2. Is this…a good deal? If we took everything at face value, it seems like a fair match for Danks’ production. Chris Cwik of FanGraphs figured Danks would need to average 2.5 WAR per season to make the deal stand up, a benchmark he’s had no problem clearing since his rookie year. 5 years would constitute Danks’ age 27-31 seasons, putting him in a nice little middle ground between not being paid into a stretch where a breakdown seems likely, and having a long enough track record of avoiding serious injury. 2011 saw Danks’ first DL visit of his career for an oblique strain, and he still covered 170 IP.
It’s a fair deal, it could even be a good deal, but it sure isn’t a bargain. It’s an approaching market-level for a pitcher who has been consistently above-average that surely most in the Sox organization still see as having higher potential. So of course,
3. What the hell does it mean? Danks is a young, valuable starter who can (and now is a lot more likely to) be a key contributor the next time the White Sox are competitive, but he also just got decidedly not-cheap for a team was allegedly too overloaded with failed investments and in need of a moment of retreat.
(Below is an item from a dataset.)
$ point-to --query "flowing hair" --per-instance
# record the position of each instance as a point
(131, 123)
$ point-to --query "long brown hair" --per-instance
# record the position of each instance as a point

Not only that, but Danks represented one of the few chips by which the Sox seemed capable of taking one asset, and breaking it down into two or three, or simply taking one regular-priced asset and turning it into a cheaper one.
The mantra of “we won’t trade players just to trade them” and other similar iterations has been repeated many times by the White Sox brain trust, so it could be as simple as Kenny did his due diligence surveying the trade market for Danks, tolerated all the “Oh, I donno if he’s worth Dellin Betances straight-up” remarks from Brian Cashman that he could, and decided he would get the most value by just keeping John Danks through his prime.
Such a judgment, just like the terms of the deal itself, are just fine in a vacuum, but in the context of the whole off-season, it’s another bend in the path that makes the final destination unclear, and casts doubt about a particular one being in mind.
1. Extending Sergio Santos – A good move no matter the context
2. Picking up Jason Frasor’s option – Hard to explain, or an attempt to stack trade chips, which would only make it ill-advised
3. Trading Sergio Santos for a Double-A prospect – Evidence of an extensive rebuild
4. Letting Mark Buehrle walk – Continuing the cost-cutting
5. Extending John Danks – ???? (I don’t particularly buy the idea that this is a move to boost Danks’ trade value, as he’s still squarely behind pitchers with remaining arb years in the starter trade target queue)
As JJ points out, the White Sox haven’t made a move that could quantify as rebuilding; blatantly punting positions in 2012 for the sake of the future. Buehrle’s departure only made room for the already planned transition of Chris Sale, and the Santos trade could just be a recognition of relievers as fungible, while placing trust in Addison Reed. Even a future Quentin trade only serves to de-clutter an outfield for a Rios-De Aza-Viciedo trio that figured to battle for PT otherwise (with poor soft-spoken Alex Rios possibly getting drowned out by all those pesky superior players).
It could easily be another KW ‘rebuilding without retreating’ special, or maybe he thinks that making the franchise’s direction obvious to the world by making moves that correspond to it is a trade disadvantage.
But it could easily be a lot of things. It’s certainly getting later in the off-season, but it’s still far from last call. The White Sox still have a few moves left, especially seeing as they’ve yet to announce, or explain this one.